# They wont stop!



## Noir (Jan 15, 2013)

My hens won't stop pecking at each other. In a nut shell:
Had an abusive roo. He was pecking at them, and they started pecking at each other.
Got rid of said abusive roo.
Got saddles and blu seal. 
Got nice little friendly silky roo.
Thought things were getting better. Started taking off the saddles from the chickens that looked healed.
Today i saw that one hen had a small circle of feathers plucked out and she was bleeding a little bit. WHAT DO I DO????


----------



## kahiltna_flock (Sep 20, 2012)

Are they pecking at each other inside the coop? I was told to use red light in the coop. I was told it calms them and it makes it so they can't see the blood. I guess chickens instinctually will peck and cannibalize each other if they see blood. The more blood, the more pecking. All second hand info, don't know if it will help. Good luck and keep us posted.


----------



## Energyvet (Jul 25, 2012)

Too crowded? Just asking.


----------



## Noir (Jan 15, 2013)

They peck at each other where ever they are. I have a red heat lamp. But have yet to find a regular red light bulb. 

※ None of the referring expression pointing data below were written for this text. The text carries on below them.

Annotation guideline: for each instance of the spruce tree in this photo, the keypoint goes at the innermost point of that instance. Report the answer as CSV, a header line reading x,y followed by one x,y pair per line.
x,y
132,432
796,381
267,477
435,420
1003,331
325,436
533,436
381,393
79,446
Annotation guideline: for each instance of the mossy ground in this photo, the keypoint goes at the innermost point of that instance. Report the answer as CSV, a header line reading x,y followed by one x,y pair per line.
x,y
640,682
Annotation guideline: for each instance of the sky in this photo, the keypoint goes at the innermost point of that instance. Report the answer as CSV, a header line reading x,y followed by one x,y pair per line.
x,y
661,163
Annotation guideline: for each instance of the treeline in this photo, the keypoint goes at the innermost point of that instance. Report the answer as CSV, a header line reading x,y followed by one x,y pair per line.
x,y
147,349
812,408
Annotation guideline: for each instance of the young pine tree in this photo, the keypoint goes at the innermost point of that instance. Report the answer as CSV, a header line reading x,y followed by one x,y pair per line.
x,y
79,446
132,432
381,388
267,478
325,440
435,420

As far as the size I have five hens and a silky in a 4' x 3' area. I was told that would be large enough. Maybe it's not?


----------



## Energyvet (Jul 25, 2012)

Maybe it is. That's a lot of chickens in a pretty small space.


----------



## Sundancers (Jun 20, 2012)

And do you use the lamp 24/7?

(and if yes, can I ask why?)


----------



## Noir (Jan 15, 2013)

I only use the light at night when it's under 20 degrees. I'm going to try and revamp the coop this summer and make it bigger.


----------



## Apyl (Jun 20, 2012)

Noir said:


> I only use the light at night when it's under 20 degrees. I'm going to try and revamp the coop this summer and make it bigger.

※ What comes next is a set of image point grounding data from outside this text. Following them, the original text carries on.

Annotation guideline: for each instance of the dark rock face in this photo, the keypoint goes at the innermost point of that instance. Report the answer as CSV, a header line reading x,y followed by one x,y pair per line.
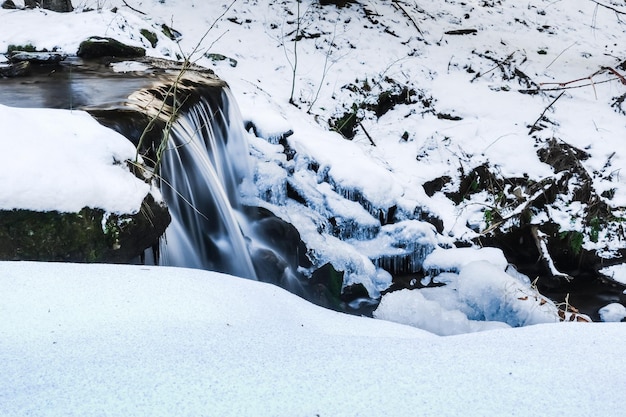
x,y
98,47
86,236
8,4
15,70
61,6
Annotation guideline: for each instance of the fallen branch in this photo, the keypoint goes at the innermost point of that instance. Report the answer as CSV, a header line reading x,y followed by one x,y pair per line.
x,y
519,209
367,134
542,246
132,8
609,7
534,128
399,6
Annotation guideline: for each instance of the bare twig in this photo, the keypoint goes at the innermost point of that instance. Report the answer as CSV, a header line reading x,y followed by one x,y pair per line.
x,y
533,128
132,8
367,134
399,6
609,7
542,247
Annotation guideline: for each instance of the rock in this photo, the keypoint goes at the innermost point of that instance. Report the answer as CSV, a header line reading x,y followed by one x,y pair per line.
x,y
37,57
61,6
87,236
98,47
15,70
8,4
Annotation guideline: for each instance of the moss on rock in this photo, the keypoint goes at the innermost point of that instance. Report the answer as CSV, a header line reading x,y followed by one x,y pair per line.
x,y
91,235
97,47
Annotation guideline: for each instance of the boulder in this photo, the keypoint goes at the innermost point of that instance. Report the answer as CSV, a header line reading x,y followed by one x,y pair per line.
x,y
98,47
90,235
8,4
61,6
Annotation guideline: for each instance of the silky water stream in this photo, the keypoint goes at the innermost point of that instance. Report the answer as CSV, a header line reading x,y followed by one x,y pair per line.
x,y
190,132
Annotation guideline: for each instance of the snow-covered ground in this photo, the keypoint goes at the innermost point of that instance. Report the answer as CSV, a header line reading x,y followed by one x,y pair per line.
x,y
105,340
96,340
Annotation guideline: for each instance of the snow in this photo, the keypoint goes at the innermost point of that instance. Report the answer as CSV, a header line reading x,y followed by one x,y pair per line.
x,y
479,296
64,160
129,340
613,312
82,340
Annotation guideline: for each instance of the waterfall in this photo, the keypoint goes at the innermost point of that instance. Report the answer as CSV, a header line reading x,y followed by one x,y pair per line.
x,y
199,182
203,161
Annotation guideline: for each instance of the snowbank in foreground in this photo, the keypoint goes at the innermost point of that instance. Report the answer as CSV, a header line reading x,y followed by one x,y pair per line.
x,y
80,340
65,160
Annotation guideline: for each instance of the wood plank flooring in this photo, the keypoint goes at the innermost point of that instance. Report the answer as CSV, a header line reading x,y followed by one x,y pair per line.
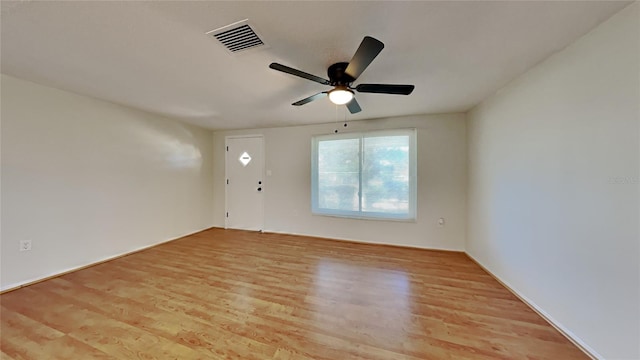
x,y
228,294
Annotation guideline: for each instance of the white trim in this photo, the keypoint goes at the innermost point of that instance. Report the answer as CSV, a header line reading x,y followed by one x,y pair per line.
x,y
548,318
226,174
56,274
412,214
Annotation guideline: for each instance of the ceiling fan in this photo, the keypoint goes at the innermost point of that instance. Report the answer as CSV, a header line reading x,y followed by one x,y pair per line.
x,y
343,74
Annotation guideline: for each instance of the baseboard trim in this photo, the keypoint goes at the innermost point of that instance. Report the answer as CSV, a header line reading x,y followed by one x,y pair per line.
x,y
361,241
69,271
561,329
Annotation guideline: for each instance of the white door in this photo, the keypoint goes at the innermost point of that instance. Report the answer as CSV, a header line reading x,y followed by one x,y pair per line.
x,y
244,169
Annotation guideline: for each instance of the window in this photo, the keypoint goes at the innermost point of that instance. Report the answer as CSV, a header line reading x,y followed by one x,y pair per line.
x,y
365,175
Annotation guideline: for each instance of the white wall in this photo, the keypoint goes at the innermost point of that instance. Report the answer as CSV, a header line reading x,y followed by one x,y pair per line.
x,y
86,180
441,184
553,186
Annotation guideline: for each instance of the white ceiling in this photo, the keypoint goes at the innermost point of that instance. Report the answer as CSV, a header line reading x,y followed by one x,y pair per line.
x,y
155,56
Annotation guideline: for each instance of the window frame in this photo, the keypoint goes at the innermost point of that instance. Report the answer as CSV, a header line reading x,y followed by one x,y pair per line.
x,y
411,214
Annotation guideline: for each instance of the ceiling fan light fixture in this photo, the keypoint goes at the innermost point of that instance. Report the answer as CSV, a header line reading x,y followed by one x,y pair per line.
x,y
340,95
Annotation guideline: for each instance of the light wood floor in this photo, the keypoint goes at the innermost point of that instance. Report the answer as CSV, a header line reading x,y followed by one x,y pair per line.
x,y
225,294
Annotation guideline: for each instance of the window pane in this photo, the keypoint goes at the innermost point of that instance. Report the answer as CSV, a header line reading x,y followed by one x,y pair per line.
x,y
385,175
338,174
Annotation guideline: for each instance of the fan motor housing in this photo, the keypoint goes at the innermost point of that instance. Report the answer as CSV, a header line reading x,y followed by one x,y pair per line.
x,y
337,75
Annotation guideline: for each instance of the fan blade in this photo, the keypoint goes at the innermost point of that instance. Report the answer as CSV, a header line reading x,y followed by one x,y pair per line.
x,y
310,99
302,74
386,89
368,50
353,106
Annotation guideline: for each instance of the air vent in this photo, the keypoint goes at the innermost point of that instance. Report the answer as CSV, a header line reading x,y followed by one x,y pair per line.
x,y
238,37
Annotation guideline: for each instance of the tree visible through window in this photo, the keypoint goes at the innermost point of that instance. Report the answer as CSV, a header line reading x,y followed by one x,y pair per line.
x,y
368,175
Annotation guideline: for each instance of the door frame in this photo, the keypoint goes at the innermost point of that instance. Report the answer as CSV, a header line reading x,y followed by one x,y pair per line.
x,y
226,175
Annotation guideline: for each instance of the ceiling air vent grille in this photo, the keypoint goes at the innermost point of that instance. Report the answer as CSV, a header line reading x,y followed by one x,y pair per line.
x,y
237,37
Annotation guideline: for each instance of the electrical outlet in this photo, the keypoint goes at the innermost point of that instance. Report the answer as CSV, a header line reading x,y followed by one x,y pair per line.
x,y
25,245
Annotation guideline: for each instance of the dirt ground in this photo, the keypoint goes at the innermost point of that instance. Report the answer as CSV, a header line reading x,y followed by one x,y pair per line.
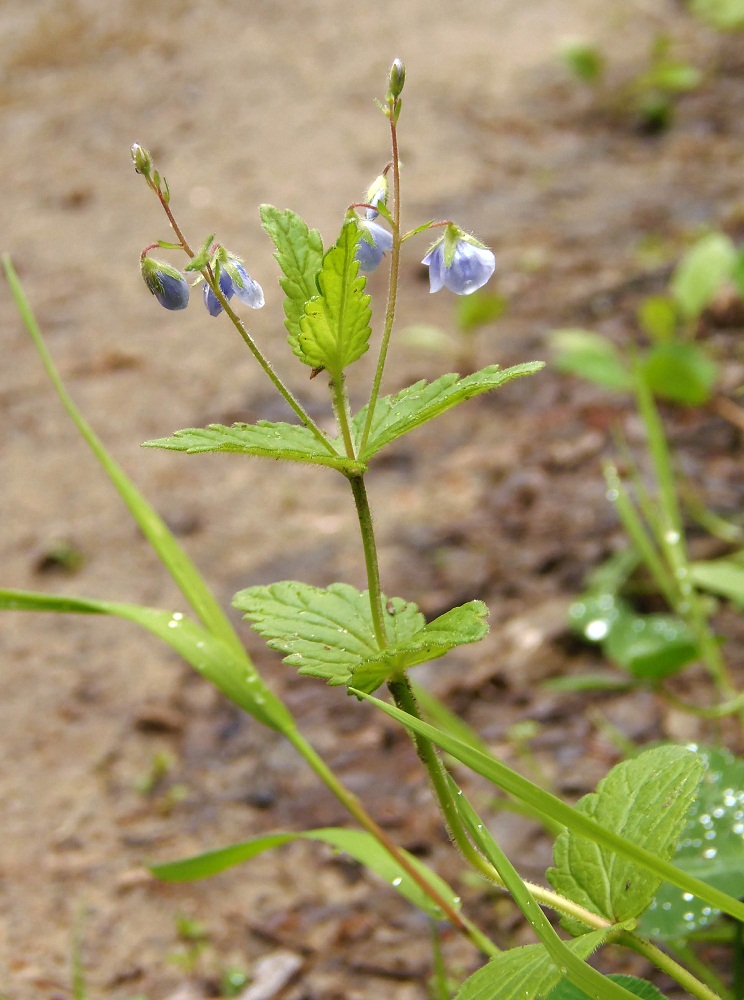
x,y
243,103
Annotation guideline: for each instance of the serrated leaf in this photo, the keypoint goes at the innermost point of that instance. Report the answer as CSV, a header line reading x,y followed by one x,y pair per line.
x,y
358,844
590,356
334,326
711,848
646,801
701,272
214,659
264,438
457,627
638,987
422,401
329,633
299,253
526,973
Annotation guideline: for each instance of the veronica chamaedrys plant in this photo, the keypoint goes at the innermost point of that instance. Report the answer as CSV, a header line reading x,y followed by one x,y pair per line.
x,y
364,640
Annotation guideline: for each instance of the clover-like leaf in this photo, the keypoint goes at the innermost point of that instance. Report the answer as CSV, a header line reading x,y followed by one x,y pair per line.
x,y
334,326
264,438
330,632
299,253
645,800
422,401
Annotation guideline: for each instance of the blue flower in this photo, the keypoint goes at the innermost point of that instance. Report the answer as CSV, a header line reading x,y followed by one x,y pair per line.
x,y
373,244
234,280
459,263
167,284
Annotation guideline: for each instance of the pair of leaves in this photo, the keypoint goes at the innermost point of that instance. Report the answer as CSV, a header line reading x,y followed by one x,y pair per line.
x,y
326,308
330,632
394,416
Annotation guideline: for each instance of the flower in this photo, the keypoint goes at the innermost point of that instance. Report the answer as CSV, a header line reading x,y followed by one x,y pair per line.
x,y
373,244
167,284
459,262
234,280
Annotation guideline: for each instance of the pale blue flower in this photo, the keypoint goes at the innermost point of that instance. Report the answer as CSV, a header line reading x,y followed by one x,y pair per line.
x,y
470,268
167,284
373,244
234,280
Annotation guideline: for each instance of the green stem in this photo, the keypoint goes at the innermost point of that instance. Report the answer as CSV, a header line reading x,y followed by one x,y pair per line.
x,y
236,321
400,688
392,289
673,969
366,528
352,804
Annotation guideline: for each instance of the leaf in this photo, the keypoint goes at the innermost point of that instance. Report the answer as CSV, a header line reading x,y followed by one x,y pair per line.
x,y
214,659
330,633
720,576
359,844
456,627
680,372
638,987
592,357
557,811
701,272
299,253
527,973
711,848
645,800
422,401
334,326
265,439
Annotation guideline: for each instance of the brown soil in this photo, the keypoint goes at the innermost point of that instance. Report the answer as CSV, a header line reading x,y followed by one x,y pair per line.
x,y
503,500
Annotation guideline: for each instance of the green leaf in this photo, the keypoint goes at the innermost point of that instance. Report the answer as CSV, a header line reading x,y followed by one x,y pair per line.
x,y
680,372
527,973
646,801
701,272
592,357
299,253
358,844
265,439
557,811
329,633
334,326
214,659
720,576
422,401
711,848
638,987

I was just reading your other responces and in my opinion your area is way to small. 4x3 is only 12 sq ft that is only large enough for 3 full size hens possible 4. You are way over crowded and will continue to have issues until you have a larger area or remove some birds. As for the light, you asking for a fire. I live in Wisconsin with -25 F degree weather and do not provide heat. Chickens can survive these temps as long as they are in a coop free of drafts. By giving heat during the winter your weakening your flock. Now if you want eggs during the winter I would provide a 20 - 40 watt white light only for the extra hours it takes to equal 14 hours of daylight.


----------



## Roslyn (Jun 21, 2012)

I think your chickens are telling you that it's too small. The books say three square feet per bird, but I have always gone by 4 per bird, and that's only coop space, they need access to outside to stretch their wings, either a nice run or a fenced area or free range, depending on your space available. 

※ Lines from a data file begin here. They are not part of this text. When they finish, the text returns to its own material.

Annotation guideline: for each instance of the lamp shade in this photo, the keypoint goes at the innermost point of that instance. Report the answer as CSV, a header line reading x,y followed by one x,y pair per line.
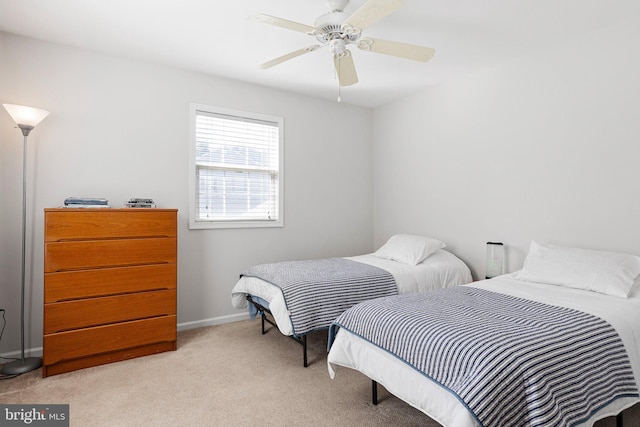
x,y
495,259
23,115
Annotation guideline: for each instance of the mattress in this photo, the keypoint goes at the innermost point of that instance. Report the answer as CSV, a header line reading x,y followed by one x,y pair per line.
x,y
441,269
349,350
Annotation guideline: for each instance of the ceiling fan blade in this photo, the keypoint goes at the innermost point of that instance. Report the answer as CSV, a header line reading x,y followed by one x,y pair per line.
x,y
284,23
402,50
346,69
289,56
371,12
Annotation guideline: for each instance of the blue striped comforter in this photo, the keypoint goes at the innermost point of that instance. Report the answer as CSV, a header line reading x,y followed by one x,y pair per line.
x,y
317,291
510,361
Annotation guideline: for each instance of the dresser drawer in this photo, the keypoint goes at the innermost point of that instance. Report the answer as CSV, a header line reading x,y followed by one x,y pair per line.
x,y
71,345
70,285
65,316
72,255
77,224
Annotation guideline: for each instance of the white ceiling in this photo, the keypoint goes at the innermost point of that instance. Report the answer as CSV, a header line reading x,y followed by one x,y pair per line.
x,y
215,36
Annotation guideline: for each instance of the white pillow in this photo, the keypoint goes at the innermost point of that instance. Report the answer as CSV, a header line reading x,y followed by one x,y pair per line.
x,y
609,273
408,248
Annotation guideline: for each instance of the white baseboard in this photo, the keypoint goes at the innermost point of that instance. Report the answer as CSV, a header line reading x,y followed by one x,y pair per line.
x,y
37,351
213,321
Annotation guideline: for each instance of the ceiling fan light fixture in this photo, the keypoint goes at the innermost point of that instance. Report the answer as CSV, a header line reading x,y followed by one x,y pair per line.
x,y
337,47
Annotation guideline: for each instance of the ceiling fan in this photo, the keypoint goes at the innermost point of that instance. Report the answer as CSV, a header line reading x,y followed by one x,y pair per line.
x,y
338,29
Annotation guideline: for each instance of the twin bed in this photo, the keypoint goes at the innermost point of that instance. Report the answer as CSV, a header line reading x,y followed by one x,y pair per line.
x,y
306,296
555,344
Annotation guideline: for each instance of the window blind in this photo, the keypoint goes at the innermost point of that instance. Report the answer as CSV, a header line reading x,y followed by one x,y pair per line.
x,y
237,168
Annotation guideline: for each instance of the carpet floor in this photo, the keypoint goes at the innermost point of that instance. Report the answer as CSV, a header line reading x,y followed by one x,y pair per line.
x,y
225,375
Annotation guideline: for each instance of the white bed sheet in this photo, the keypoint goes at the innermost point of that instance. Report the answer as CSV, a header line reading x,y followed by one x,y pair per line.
x,y
441,269
400,379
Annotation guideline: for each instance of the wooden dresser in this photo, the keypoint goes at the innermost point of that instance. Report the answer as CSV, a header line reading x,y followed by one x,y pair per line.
x,y
109,286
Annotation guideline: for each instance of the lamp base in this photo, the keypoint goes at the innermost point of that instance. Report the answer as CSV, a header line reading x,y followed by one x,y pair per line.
x,y
21,366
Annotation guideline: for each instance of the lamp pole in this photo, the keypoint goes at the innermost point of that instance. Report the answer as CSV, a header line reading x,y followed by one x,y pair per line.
x,y
26,118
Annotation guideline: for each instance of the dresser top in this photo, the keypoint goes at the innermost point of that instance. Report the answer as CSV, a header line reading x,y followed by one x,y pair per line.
x,y
108,209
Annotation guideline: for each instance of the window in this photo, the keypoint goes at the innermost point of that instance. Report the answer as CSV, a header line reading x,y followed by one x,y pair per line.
x,y
236,169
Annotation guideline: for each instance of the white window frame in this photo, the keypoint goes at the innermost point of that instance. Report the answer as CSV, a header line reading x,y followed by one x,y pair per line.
x,y
194,222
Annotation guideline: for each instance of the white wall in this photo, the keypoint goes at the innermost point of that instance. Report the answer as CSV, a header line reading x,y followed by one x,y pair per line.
x,y
545,147
119,128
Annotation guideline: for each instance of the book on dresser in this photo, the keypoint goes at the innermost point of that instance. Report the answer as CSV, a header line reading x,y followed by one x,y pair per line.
x,y
110,283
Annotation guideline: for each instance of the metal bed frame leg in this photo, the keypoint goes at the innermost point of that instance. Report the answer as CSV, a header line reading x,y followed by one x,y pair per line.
x,y
304,350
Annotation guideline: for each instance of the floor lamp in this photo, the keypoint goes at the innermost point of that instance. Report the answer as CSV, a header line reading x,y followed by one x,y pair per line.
x,y
26,118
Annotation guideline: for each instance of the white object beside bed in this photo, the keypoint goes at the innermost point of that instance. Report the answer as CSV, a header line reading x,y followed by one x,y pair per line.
x,y
440,269
403,381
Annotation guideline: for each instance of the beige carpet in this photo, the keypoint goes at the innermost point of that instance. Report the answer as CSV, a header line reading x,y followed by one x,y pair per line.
x,y
227,375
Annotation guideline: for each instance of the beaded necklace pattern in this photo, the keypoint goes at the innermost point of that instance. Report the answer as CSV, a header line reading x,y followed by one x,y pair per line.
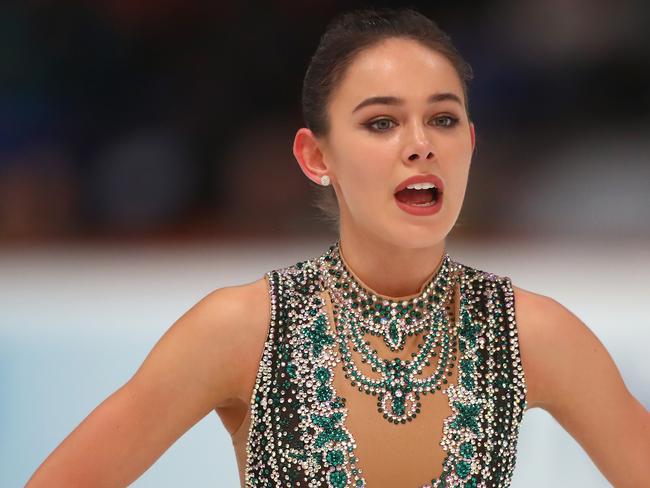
x,y
298,435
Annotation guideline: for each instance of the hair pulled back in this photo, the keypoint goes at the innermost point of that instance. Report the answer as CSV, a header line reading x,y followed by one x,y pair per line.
x,y
348,34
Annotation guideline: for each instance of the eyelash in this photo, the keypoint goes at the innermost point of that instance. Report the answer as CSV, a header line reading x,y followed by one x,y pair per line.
x,y
454,122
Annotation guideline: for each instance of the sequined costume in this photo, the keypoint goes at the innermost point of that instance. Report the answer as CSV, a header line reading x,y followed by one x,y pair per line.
x,y
308,426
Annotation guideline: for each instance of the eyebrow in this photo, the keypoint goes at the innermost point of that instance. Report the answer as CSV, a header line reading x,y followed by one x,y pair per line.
x,y
388,100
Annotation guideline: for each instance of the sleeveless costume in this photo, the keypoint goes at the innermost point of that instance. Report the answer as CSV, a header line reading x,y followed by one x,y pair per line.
x,y
303,427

If they are fully feathered, they don't need heat. Mine are fine in negative temps and I even have ones that go up in a tree, even with negative temperatures.


----------



## piglett (Jun 21, 2012)

i have found red bulbs at the local walmart
they are called "party lights"
& give off almost no heat
i don't heat my coop either 
because if the power fails my birds might all die

good luck
piglett


----------